Savaş büyüyünce, ailesini Kayseri’ye gönderdi

MEHMET AKİF ERSOY’UN EVLİLİĞİ VE AİLESİ-5

EŞİ İSMET ERSOY HANIM (H. 1294/1878-20 NİSAN 1944)

Sakarya Savaşı başladığında Yunanlıların Ankara yakınlarına kadar gelmiş olması bir panik havası doğurunca, başkentin Kayseri’ye nakli tartışılmaya başlanmıştı. Bu gerçekleşmediyse de birçok mebus, çoluk çocuğunu Kayseri’ye göndermişti. Bu arada Âkif de yanında sadece Emin’i alıkoyarak diğer aile fertlerini Kayseri’ye gönderdi. Ancak Sakarya Savaşı kazanıldıktan sonra Ankara’ya döndüler.

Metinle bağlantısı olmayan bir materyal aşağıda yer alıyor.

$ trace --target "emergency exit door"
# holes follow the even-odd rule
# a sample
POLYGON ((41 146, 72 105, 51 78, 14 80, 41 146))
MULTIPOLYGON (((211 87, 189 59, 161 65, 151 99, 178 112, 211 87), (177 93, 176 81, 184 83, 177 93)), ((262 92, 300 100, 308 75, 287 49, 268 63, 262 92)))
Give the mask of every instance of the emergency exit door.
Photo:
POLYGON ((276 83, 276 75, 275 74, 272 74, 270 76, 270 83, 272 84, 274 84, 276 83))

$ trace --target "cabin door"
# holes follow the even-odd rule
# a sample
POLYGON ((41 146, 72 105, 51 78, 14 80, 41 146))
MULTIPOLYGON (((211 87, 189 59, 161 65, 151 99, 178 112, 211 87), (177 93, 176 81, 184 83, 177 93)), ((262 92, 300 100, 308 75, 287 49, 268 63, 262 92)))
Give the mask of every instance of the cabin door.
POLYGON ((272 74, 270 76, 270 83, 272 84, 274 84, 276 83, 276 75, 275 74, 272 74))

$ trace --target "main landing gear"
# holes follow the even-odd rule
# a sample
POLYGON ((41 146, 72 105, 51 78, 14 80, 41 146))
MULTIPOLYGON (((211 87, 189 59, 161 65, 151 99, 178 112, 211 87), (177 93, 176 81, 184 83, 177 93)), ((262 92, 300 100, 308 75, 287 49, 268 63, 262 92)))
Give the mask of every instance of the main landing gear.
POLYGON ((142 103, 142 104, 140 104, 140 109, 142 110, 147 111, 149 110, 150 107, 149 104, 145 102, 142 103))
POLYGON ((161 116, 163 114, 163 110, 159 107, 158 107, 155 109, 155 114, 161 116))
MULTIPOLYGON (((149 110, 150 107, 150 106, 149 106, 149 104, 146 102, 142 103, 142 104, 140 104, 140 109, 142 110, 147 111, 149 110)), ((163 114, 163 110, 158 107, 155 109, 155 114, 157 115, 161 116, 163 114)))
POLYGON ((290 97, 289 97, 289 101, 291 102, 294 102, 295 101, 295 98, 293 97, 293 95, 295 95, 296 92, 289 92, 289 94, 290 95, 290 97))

Emin’in Yarım Kalmış Hatıraları: Mehmet Emin Ersoy özellikle Milli Mücadele anılarını yazmış ve bu anılar 12 Şubat 1948 ile 10 Haziran 1948 tarihleri arasında on beş ayrı yazı olarak Millet gazetesinde yayımlanmıştır. Söz konusu hatıralar Yusuf Turan Günaydın tarafından son iki bölüm hâriç, Millet gazetesinden derlenerek ve bir “Giriş” yazılarak yayımlanmıştır. Yazıların tam künyeleri şöyledir:

“Trabzon Mebusu Ali Şükrü Beyle Beraber, Bir Yaylı Araba İle Yola Çıktık-I, Millet, Yıl: III, 12 Şubat 1948, S. 106, s. 16.
“Eskişehir’de Silâhlı Kahramanlar Yollan Doldurmuştu-II”, Millet, Yıl: III, 19 Şubat 1948, S. V/107, s. 16.
“Âkif ve Sarhoş İki İtalyan Şoförü-III”, Millet, Yıl: III, 26 Şubat 1948, S. 108, s. 15.
“Akif En Ziyade Süs ve Modaya Düşkün Erkeklere Çok Kızardı-IV”, Millet, Yıl: III, 11 Mart 1948, S. 110, s. 16.
“Akif’in Hayatında Yegâne Görebildiği Toplu Para: 970 Lira İdi-V”, Millet, Yıl: III, 18 Mart 1948, S. 111, s. 17.
“Anlaşıldı ki Mustafa Sağır Bir Hain ve Casustu. Mustafa Kemal Paşayı Öldürmek İçin Ankara’ya Gelmişti. Şair Akif Bir Mektubunu Açınca-VI”, Millet, Yıl: III, 25 Mart 1948, S. 112,
s. 15.
“Âkif, Gözyaşları İçinde Yazıyordu-VII”, Millet, Yıl: III, 1 Nisan 1948, S. 113, s. 18.
“Türk Neslinin Günden Güne Bozulduğunu Görmek Akif’i Çok Üzüyordu-VIII”, Millet, Yıl: III, 8 Nisan 1948, S. 114, s. 18.
“Safahat Şairini Oğlundan Dinleyiniz-IX”, Millet, Yıl: III, 15 Nisan 1948, S. 115, s. 18.
“Pek Sevdiği Ali Şükrü Bey’in Kayboluşu Babama Gözyaşları Döktürmüştü-X”, Millet, Yıl: III, 22 Nisan 1948, S. 116, s. 18.
“Gecenin Issızlığında Top Sesleri Ankara Sokaklarında Duyuluyordu-XI”, Millet, Yıl: III, 29 Nisan 1948, s. 117, s. 18.
“Annem Gözyaşları İçinde Beni Hasretle Bağrına Basmıştı- XII”, Millet, Yıl: III, 6 Mayıs 1948, S. 118, s. 18.
“Büyük Taarruz Başlamıştı, Her Taraftan Gelen Müjdeli Haberler Birbirini Kovalıyordu-XIII”, Millet, Yıl: III, 13 Mayıs 1948, S. 119, s. 18.
“Mehmet Âkif, Kurtulan Edirne’ye de Gitmişti- XIV’, Millet, Yıl: III, 27 Mayıs 1948, S. 120, s. 18.
“Ruhu Huzur İçinde, Vatan Topraklarında Yatıyor”, (XV), Millet, Yıl: III, 10 Haziran 1948, S. 122, s. 15 (Birinci kısmın sonu).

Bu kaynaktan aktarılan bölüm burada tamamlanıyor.